In February, as we drew closer to the end of Jenna’s chemotherapy, we realized we had been so wrapped up in “the cancer world”, afraid of exposing Jenna to any kind of infection, trying so hard to protect her, to keep her safe and healthy, that we’d kind of forgotten how to live life. So we created a family project, “Learning to Live Again” and began right away. At first, it took a lot of effort, planning what we’d do each week, but now that we’ve gained some momentum it’s become easier and easier!…
• For the first time in over a year and a half, we spent time with friends, celebrating a friend’s birthday. Good times!
• We’ve been cooking more… and eating... Especially cookies.
• We harvested radishes from our garden boxes and planted flowers. We even made a little progress on our yard cleanup.
• We took our son to Boondocks for his birthday, played mini-golf, drove go-karts, played laser tag, ate pizza, played video games and had a ton of fun. (This would have been way too risky before, with all the kids/people who play here)
• After waiting patiently to get a Bearded Dragon the entirety of Jenna’s treatment, our son was able to get his first pet ever. Unfortunately Jenna’s doctors discouraged us from getting a reptile (or even a cat!) because of the bacteria they carry. But our son took the news well and decided instead on a pet rat he has lovingly named Remay. Isn’t she cute?
• We went to a LEGO Fan Event in our area… I’ll admit that while both kids had a great time here, I was a little psycho. Jenna kept putting LEGOs in her mouth and the thought of all of those pieces being handled by who-knows-how-many kids, well, we spent a lot of time hovering and used a lot of anti-bacteria hand wipes. And I tried not to freak out.
• We went to the new Living Planet Aquarium with HopeKids. I didn’t get very good pictures, but we all had a fun time, especially Jenna who pointed with delight everywhere we went, squealing, “Daddy! Daddy! Daddy!” Wonderful to see her so alive and happy!!
• Gina from Little Lubby Dubby Photography took pictures of Jenna and our family at Red Butte Gardens, made possible by Tiny Sparrow Foundation. A wonderful experience and absolutely gorgeous pictures.

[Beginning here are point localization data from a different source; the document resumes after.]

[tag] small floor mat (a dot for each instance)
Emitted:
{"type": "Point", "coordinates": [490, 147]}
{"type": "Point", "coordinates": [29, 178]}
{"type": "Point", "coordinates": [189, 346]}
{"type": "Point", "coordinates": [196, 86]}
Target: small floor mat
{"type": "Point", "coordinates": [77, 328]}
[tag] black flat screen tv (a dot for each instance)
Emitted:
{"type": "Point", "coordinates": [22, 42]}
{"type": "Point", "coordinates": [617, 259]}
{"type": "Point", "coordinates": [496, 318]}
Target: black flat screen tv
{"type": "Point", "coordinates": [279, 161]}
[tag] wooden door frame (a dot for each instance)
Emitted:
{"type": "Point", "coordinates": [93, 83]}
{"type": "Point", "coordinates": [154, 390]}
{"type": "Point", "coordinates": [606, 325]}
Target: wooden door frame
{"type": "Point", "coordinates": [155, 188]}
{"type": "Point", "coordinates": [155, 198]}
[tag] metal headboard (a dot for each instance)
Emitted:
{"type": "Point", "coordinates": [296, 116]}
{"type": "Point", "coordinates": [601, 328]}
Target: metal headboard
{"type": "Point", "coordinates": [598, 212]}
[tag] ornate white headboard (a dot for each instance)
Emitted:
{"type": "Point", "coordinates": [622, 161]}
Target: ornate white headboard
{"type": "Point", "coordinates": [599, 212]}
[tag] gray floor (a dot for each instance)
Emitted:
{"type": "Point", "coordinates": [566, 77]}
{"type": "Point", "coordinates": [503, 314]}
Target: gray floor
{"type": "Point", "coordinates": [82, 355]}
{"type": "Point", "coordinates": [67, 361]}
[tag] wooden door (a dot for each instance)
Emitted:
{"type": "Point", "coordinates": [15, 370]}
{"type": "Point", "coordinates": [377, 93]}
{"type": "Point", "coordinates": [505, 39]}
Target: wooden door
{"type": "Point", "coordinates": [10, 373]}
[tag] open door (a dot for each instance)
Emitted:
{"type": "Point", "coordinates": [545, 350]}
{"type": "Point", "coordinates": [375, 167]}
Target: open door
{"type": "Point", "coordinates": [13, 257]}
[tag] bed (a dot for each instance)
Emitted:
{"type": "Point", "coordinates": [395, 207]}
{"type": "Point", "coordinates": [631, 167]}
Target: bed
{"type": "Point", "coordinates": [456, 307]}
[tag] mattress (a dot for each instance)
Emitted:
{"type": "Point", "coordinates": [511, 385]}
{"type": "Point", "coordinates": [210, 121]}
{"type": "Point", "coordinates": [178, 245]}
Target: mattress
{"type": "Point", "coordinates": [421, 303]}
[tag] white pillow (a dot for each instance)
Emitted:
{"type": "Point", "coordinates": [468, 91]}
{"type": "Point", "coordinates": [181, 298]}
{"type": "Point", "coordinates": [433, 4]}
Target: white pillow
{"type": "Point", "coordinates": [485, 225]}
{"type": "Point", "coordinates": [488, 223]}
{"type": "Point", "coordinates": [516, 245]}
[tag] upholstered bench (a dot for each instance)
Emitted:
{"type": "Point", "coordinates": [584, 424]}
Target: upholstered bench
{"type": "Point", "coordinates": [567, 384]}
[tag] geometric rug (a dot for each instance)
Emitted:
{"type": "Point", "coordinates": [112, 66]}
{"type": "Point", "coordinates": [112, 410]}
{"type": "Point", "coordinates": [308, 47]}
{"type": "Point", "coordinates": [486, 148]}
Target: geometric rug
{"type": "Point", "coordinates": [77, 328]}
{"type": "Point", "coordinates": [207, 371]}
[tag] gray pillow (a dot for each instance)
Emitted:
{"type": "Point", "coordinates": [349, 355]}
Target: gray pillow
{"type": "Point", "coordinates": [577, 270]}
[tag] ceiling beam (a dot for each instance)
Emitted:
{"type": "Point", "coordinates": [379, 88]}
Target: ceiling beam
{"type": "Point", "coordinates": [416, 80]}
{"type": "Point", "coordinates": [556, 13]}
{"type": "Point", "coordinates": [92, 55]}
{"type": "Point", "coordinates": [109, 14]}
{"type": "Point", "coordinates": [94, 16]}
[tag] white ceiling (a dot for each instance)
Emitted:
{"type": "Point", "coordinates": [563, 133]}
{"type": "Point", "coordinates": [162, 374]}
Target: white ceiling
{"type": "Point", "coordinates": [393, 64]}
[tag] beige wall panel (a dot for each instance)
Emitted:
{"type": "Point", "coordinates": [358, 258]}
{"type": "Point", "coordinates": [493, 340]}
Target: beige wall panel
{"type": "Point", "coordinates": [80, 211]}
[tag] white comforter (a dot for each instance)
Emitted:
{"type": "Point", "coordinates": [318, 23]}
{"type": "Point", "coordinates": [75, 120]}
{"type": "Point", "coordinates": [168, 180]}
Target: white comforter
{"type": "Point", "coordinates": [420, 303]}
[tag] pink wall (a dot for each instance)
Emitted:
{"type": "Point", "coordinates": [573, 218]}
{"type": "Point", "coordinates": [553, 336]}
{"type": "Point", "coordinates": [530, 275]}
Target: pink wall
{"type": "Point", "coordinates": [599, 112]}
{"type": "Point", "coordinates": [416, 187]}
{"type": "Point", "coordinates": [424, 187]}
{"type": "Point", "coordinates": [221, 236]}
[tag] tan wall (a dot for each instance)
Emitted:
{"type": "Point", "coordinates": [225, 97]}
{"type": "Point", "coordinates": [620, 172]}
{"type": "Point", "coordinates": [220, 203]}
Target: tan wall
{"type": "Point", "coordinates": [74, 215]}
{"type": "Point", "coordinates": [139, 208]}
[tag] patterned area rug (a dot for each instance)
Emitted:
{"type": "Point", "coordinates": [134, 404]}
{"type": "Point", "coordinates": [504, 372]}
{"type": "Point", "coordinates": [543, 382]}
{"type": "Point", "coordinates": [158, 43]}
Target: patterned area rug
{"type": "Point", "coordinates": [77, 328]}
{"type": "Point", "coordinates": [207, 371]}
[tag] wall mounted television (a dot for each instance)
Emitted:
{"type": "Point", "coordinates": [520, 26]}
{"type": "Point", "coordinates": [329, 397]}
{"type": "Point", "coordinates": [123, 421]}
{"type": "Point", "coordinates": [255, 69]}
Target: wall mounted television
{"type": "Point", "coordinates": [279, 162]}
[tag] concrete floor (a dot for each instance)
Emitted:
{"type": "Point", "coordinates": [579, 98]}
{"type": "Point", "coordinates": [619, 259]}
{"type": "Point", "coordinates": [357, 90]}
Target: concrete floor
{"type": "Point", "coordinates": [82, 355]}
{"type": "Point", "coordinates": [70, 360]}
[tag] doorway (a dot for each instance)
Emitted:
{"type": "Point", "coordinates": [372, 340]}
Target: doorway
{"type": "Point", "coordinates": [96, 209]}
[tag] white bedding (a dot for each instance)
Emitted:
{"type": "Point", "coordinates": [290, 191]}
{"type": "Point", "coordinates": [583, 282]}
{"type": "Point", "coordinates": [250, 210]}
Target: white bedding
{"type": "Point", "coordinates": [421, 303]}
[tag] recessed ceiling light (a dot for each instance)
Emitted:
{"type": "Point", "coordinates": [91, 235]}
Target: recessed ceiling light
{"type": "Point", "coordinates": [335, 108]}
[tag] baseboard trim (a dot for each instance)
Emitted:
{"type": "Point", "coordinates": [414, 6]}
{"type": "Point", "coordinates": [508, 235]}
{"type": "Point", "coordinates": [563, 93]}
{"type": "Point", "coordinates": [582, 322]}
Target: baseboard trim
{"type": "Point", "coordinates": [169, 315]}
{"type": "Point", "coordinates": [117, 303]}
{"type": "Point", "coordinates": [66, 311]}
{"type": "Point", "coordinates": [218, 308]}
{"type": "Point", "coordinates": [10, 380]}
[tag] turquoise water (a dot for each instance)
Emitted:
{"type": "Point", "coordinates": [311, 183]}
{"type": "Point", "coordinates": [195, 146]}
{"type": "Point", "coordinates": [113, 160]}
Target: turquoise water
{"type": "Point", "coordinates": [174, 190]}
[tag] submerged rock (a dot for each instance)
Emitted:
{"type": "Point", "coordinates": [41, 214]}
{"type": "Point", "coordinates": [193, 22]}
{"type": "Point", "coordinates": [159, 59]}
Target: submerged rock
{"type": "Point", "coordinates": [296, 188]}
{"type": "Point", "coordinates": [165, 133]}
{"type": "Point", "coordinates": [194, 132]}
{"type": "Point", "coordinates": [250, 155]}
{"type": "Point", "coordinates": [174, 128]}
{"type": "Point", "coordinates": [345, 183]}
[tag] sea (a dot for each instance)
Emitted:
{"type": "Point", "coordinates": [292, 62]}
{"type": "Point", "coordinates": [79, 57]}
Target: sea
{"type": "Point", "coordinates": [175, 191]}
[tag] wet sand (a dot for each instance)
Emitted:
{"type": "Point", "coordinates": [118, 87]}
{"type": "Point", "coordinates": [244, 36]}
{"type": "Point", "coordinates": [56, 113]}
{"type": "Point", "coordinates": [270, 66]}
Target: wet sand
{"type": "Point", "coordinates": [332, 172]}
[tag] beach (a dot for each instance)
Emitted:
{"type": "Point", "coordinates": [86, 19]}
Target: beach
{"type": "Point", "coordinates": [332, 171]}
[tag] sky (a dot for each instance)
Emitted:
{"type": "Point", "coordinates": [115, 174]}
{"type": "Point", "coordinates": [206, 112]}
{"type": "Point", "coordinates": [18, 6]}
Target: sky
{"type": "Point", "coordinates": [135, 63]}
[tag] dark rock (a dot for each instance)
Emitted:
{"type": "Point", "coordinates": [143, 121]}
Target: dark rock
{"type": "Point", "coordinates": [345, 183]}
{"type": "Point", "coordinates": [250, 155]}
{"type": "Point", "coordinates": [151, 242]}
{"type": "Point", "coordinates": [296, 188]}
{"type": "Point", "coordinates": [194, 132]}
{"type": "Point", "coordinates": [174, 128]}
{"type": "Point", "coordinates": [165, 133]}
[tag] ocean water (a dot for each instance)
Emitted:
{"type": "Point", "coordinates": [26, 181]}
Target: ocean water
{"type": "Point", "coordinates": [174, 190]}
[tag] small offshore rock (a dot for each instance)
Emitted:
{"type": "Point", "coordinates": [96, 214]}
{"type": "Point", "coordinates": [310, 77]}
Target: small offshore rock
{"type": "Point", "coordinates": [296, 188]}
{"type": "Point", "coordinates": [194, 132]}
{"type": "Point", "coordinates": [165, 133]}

• We went to a Renaissance Faire, also with HopeKids… My husband tried on leather armor they claimed would last 100 years and he said it was so comfortable he wished he had reason to buy/wear it other than looking buff…
I especially love this selfie, the only picture I have of myself at the Faire, with the lovely port-a-potties in the background. = )
• We went swimming and Jenna squealed with delight the entire time.
• We had a picnic at the park.
But no matter how committed you are to having fun, as the saying goes, life happens. In early May Jenna was formally evaluated for her liver transplant. This entailed several days at the hospital, many tests and labs for Jenna, hours of information for my husband and I, meeting one of the surgeons, the transplant dietitian, the pharmacist, the coordinator, learning about the process of being listed, what happens before, during and after surgery, etc., etc., etc. The transplant unit social worker also spent hours interviewing us about our family history, health history, work history, how we met, Jenna’s health history (in our words), how we handle stress, how we expect to handle her transplant, and basically ensuring we are stable folks who will “take care of the organ” after transplant. (They actually said “take care of the organ”, heehee.)
As of May 9th, Jenna is now on the liver transplant waiting list. As long as she remains stable, they expect it will be a year or more before she has her transplant. The year wait will also give her a chance to grow which makes it easier to find a liver. Our job now is to keep her healthy, work on her eating and continuing working with Early Intervention to get her up to speed. And have fun!
So that’s what we’ve “accomplished” in our Project. We look forward to a fun-filled Summer and wish you the same!